The Feast of Our Lady of Lourdes, the annual World Day of Prayer for the Sick, is certainly an appropriate occasion to administer the sacrament - for those for whom it is appropriate.

So, who is the sacrament of Anointing intended for? According to the Catechism of the Catholic Church n.1514:
The Anointing of the Sick "is not a sacrament for those only who are at the point of death. Hence, as soon as anyone of the faithful begins to be in danger of death from sickness or old age, the fitting time for him to receive this sacrament has certainly already arrived."
This is qualified in the Code of Canon Law c.1005 by the indication that, in case of doubt, the sacrament should be conferred:
This sacrament is to be administered in a case of doubt whether the sick person has attained the use of reason, is dangerously ill, or is dead.
The Catechism also indicates that it is appropriate to repeat the sacrament if, during an illness a person's condition becomes more serious, or in the case of frailty due to old age that frailty becomes more pronounced, or a person is about to undergo a serious operation.

All of this certainly indicates that a priest should be generous in his interpretation as to when the conditions for receiving the sacrament are met; and for those who suffer a chronic or long lasting illness, that occasions such as the World Day of Prayer for the Sick are an appropriate moment for them to receive the sacrament again.
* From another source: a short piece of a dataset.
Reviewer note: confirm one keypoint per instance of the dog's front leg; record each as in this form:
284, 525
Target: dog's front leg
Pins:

But it does not justify the practice of anointing all and sundry (and justifying that practice, when justification is offered, on the grounds that "everyone is spiritually sick if they are not physically sick" - a superficial argument if ever there was one).
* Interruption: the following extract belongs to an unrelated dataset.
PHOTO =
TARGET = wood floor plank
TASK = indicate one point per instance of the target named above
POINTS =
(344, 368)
Pastorally, this question does matter. How can we expect those who are dangerously ill to truly value the sacrament at the point of their serious illness if they have passed a life time of Catholic practice seeing the sacrament being offered to everyone regardless of their being sick or not?

It is interesting, by way of conclusion, to read what the Catechism has to say about the effects of the celebration of the sacrament (Catechism of the Catholic Church nn.1250 - 1523). These effects are offered under three headings:
A particular gift of the Holy Spirit..... This assistance from the Lord by the power of his Spirit is meant to lead the sick person to healing of the soul, but also of the body if such is God's will.135 Furthermore, "if he has committed sins, he will be forgiven".
An ecclesial grace. The sick who receive this sacrament, "by freely uniting themselves to the passion and death of Christ," "contribute to the good of the People of God".... 
A preparation for the final journey. If the sacrament of anointing of the sick is given to all who suffer from serious illness and infirmity, even more rightly is it given to those at the point of departing this life; so it is also called sacramentum exeuntium (the sacrament of those departing). The Anointing of the Sick completes our conformity to the death and Resurrection of Christ, just as Baptism began it. It completes the holy anointings that mark the whole Christian life: that of Baptism which sealed the new life in us, and that of Confirmation which strengthened us for the combat of this life. This last anointing fortifies the end of our earthly life like a solid rampart for the final struggles before entering the Father's house. 
Though it is less relevant to the circumstances in which the sacrament of Anointing of the Sick will be conferred tomorrow, this last consideration is perhaps somewhat neglected in our present practice of the sacrament. It offers a certain "hermeneutic of continuity" with the earlier understanding of the sacrament as described here by Fr Tim: The wonderful sacrament of anointing the sick:
So it is a wonderful thing to be called out to visit people who may have neglected the practice of their faith, yet have identified themselves as Catholic and can be assumed to have at least some habitual desire for the sacraments, and as a priest, to minister the sacrament of anointing and the Apostolic blessing with the plenary indulgence, and know that they have been helped on a fast track to heaven.
Or, at a time when I was a lay pastoral visitor in a hospital, to offer a referral for a visit from a Catholic priest that would have provided the occasion for such a "wonderful thing".